As a boy involved in sports, there is only one person you respect more than your coach, your father. I had the privilege of respecting both at the same time. When I first began playing Lacrosse I was in the 5th grade. My father was my mentor, and he taught me everything I know about the game of Lacrosse. Due to his collegiate-level experience playing the game, and his overall love for the game and the community, he volunteered to become the coach of the team.
My first year I was not good at my father’s game. It took me a while to learn the basics of catching, throwing, shooting, and cradling. My father valued the integrity of competition so he played his best players. I was on the third middie line along with the future captain of the West Milford High School Lacrosse team. That year I learned the game through a man that was both my father, and my coach. The next year I took what I had learned and applied it to a new position. I broke out with incredible stats; I no longer played middie, as I had moved to attack. Still my father coached and I had played as hard as I could for him.
When you have a coach that is also your father, you don’t see him as your father on the field. He is your coach, and no matter what kind of relationship you have with your father, on that field all there is, is trust and responsibility. My father trusted me to score goals, and to assist my teammates in scoring goals. He treated me no different than the others, he made me run when I got out of line, and he gave me praise when I had done something good. As I grew older, I could see the parents of my teammates trust my father with the instruction of their kids. It seemed like our 8th grade season was a run at a state championship title. The parents came to every game, to watch us play, and to watch us win.

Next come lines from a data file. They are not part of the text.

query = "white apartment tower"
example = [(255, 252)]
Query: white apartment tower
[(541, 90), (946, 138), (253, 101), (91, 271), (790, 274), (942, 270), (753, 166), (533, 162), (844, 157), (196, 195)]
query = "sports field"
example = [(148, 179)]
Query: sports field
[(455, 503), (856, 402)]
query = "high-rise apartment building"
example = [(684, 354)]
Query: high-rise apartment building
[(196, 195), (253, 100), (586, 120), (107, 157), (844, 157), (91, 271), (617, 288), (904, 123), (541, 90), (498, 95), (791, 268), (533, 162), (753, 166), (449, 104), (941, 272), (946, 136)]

The one thing that is most important about my father’s coaching style is that he uses discipline. If we were practicing sloppy, we would run, and it would work. I had always respected whatever punishment we were given for our wrongdoings. I guess you could say that my father was a great lacrosse coach, but he did far more than teach me the ways of lacrosse. He taught me the lessons of life. He taught me that there is no special treatment in the world. That no matter how well you know your superior, you are still to respect and obey them. Lastly he taught me that if you have your heart in something, and you absolutely are determined to achieve that end, then there is nothing that can stop you.